Abstract

The past 25 years have witnessed revolutionary changes in the care of patients with pheochromocytomas and extra-adrenal paragangliomas. Germline mutations of at least 13 genes are now associated with tumor development, a greater degree of hereditary susceptibility than for any other human neoplasm. Somatic mutations, either of the same genes or of several additional ones with closely related functions, are also increasingly recognized. Clinicians are now aware of the genetic implications of a pheochromocytoma or paraganglioma. All patients are therefore offered genetic testing and receive lifelong surveillance. Almost all of the mutated genes have well-described correlations with clinical and biochemical phenotypes.

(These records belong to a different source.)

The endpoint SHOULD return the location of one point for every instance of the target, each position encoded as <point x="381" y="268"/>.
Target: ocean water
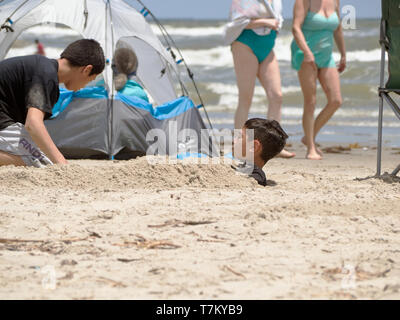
<point x="201" y="45"/>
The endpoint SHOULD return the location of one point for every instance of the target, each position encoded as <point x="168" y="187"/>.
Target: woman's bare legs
<point x="270" y="78"/>
<point x="308" y="74"/>
<point x="330" y="82"/>
<point x="246" y="69"/>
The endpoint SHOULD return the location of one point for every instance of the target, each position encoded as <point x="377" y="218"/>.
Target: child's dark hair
<point x="85" y="52"/>
<point x="270" y="134"/>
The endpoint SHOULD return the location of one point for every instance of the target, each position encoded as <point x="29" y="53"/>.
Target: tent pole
<point x="379" y="158"/>
<point x="382" y="84"/>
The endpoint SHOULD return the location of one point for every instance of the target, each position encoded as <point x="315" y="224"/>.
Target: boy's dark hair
<point x="270" y="134"/>
<point x="85" y="52"/>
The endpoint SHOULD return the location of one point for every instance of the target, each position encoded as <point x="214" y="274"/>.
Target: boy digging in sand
<point x="268" y="141"/>
<point x="29" y="88"/>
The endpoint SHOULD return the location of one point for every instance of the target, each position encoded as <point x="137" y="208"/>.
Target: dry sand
<point x="132" y="230"/>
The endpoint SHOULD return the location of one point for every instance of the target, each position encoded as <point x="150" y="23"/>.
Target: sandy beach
<point x="133" y="230"/>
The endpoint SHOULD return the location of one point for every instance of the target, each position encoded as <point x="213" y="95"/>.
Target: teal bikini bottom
<point x="260" y="45"/>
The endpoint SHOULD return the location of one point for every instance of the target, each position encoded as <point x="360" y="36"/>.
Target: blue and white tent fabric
<point x="96" y="121"/>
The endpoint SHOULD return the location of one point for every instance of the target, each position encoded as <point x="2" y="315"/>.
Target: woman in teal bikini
<point x="316" y="25"/>
<point x="251" y="34"/>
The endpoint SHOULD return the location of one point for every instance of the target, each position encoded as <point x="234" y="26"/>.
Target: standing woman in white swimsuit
<point x="251" y="32"/>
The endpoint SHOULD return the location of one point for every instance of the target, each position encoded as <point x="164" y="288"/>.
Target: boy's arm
<point x="35" y="126"/>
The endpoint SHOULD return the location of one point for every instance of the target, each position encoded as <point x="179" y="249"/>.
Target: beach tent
<point x="95" y="122"/>
<point x="390" y="43"/>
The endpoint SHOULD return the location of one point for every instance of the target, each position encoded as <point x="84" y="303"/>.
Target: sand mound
<point x="136" y="174"/>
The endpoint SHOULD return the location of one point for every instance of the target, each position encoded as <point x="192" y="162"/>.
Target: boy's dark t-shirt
<point x="27" y="81"/>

Tumors arising in patients with mutations of the SDHB gene have at least a 30 % chance of metastasizing and typically produce norepinephrine and/or dopamine. Assay of plasma-free metanephrines serves as a highly sensitive and specific biochemical screen for the presence of catecholamine-producing tumors, and the dopamine metabolite methoxytyramine serves as a useful marker for detecting minimally functional tumors or their metastases. New functional imaging techniques provide highly sensitive tumor localization. In addition to differential diagnosis, pathologists play new roles in helping to identify hereditary disease and guiding the sequence of genetic testing.